1. README

An Open-source library for Knowledge Embedding forked from github.org/thunlp/OpenKE. The original API changed drastically to be more pythonic.

1.1. Overview

This is an implementation based on [TensorFlow](http://www.tensorflow.org) for knowledge representation learning (KRL). It includes native C++ implementations for underlying operations such as data preprocessing and negative sampling. For each specific model, it is implemented by TensorFlow with Python interfaces so that there is a convenient platform to run models on GPUs.

1.2. Installation

  1. Clone repository and enter directory

    git clone https://github.com/ifis-tu-bs/pyKE.git
    cd pyKE
    
  2. Install package

    python setup.py install
    

1.3. Quickstart

To compute a knowledge graph embedding, first import datasets and set configure parameters for training, then train models and export results. Here is an example to train the FB15K dataset with the TransE model.

from pyke.dataset import Dataset
from pyke.embedding import Embedding
from pyke.models import TransE

# Read the dataset
dataset = Dataset("./benchmarks/fb15k.nt")
embedding = Embedding(
    dataset,
    TransE,
    folds=20,
    epochs=20,
    neg_ent=1,
    neg_rel=0,
    bern=False,
    workers=4,
    dimension=50,  # TransE-specific
    margin=1.0,  # TransE-specific
)

# Train the model. It is saved in the process.
embedding.train(prefix="./TransE", post_epoch=print)
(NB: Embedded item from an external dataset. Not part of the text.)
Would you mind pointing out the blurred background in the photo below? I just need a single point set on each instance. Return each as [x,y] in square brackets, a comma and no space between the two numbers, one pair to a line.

# Save the embedding to a JSON file
embedding.save_to_json("TransE.json")

1.4. Interfaces

The class pyke.embedding.Embedding represents an embedding which requires a dataset and a model class. Initialize your data set in form of a N-triples file with the class pyke.dataset.Dataset.

1.4.1. Models

The class pyke.models.base.BaseModel declares the methods that all implemented model classes share, including the loss function neccessairy for training (inserting information into the model) and prediction (aka. retrieving information from the model). This project implements the following model classes:

  • RESCAL
  • TransE
  • TransH
  • TransR
  • TransD
  • HolE
  • ComplEx
  • DistMult

1.5. Notes

The original fork consists of a C++ library which is compiled once you use the project. Please note, that the compilation is only supported on UNIX-based systems. In the future the C++ library should be replaced by a python library.